Week 6 | Sexuality & Gender

It’s no surprise to anyone that the church has done a horrible job of having good conversations about sexuality and gender. But at Nerd Chruch, everyone fostered a hospitable and kind conversation about the various lanes people find themselves in. Even if we hold to a traditional view of marriage, we recognize that the rest of the world has varying views, opinions, and feelings on the topic, which those of us who are heterosexual will never understand if we don’t learn to listen, empathize, and love well. In the Bible, Philip was explicitly sent to evangelize to a eunuch whose sexuality and gender may have seemed ambiguous in his own culture. We must take the gospel to people all across the spectrum and allow the Holy Spirit to help us find our way to Christ, wherever we might be on any topic.
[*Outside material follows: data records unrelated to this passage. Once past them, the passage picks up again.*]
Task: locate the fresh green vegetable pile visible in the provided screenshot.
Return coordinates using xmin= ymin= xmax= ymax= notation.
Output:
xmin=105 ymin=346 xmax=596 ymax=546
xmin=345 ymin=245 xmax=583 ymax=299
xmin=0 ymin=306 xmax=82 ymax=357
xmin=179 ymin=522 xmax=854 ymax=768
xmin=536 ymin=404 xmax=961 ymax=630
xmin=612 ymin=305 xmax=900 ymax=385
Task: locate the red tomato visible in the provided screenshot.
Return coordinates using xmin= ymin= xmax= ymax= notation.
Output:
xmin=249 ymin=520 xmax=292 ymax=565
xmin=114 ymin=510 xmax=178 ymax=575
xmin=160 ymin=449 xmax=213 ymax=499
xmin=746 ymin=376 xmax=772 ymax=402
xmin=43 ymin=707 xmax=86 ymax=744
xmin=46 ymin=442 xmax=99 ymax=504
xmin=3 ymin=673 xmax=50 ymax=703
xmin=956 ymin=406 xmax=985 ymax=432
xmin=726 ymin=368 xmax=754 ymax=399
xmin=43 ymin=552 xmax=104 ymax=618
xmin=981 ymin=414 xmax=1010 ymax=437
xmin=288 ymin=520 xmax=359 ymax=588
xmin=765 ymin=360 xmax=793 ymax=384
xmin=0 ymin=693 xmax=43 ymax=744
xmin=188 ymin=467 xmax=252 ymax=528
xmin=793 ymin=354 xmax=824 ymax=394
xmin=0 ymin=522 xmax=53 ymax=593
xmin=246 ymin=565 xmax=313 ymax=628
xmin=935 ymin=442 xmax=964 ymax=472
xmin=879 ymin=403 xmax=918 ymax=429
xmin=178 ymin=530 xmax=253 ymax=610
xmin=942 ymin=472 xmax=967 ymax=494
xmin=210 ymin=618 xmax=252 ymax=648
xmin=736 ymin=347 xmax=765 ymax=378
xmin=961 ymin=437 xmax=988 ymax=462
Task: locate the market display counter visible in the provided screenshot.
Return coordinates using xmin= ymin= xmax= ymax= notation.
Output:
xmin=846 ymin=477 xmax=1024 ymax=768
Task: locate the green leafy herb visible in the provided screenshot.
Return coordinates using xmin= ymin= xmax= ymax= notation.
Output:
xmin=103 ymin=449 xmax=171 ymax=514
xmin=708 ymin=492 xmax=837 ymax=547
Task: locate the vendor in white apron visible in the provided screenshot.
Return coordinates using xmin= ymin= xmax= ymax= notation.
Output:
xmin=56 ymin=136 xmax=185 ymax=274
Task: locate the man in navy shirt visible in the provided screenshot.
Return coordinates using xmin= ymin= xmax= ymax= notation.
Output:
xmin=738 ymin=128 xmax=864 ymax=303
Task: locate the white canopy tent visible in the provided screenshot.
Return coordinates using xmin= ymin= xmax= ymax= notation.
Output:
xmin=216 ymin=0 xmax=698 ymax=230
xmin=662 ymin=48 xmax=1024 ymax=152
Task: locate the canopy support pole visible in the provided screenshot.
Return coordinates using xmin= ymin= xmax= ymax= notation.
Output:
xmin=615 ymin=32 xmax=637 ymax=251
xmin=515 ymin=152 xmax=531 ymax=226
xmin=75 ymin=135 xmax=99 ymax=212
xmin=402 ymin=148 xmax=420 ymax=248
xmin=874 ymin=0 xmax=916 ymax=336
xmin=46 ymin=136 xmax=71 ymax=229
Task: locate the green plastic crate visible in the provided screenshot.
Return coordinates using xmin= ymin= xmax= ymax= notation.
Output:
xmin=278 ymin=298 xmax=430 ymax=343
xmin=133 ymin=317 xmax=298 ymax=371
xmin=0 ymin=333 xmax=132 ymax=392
Love must always be our aim.

Recommended Reading:
Embodied: Transgender Identities, the Church, and What the Bible Has to Say
by Preston Sprinkle
Redeeming Sex: Naked Conversations About Sexuality and Spirituality by Debra Hirsch
Single, Gay, Christian: A Personal Journey of Faith and Sexual Identity by Gregory Coles
Queering the Ethiopian Eunuch: Strategies of Ambiguity in Acts by Sean D. Burke

Week 7 | Open Discussion and Q&A

If you do a series like this, make sure to especially listen to women. They’re the ones who have the best thoughts and advice on these topics. If you’re a man, their words will likely convict you. If you’re looking for more reading on these topics, see the list of good and bad “Christian Sex Books” in Sheila Gregoire Wray’s book, The Great Sex Rescue.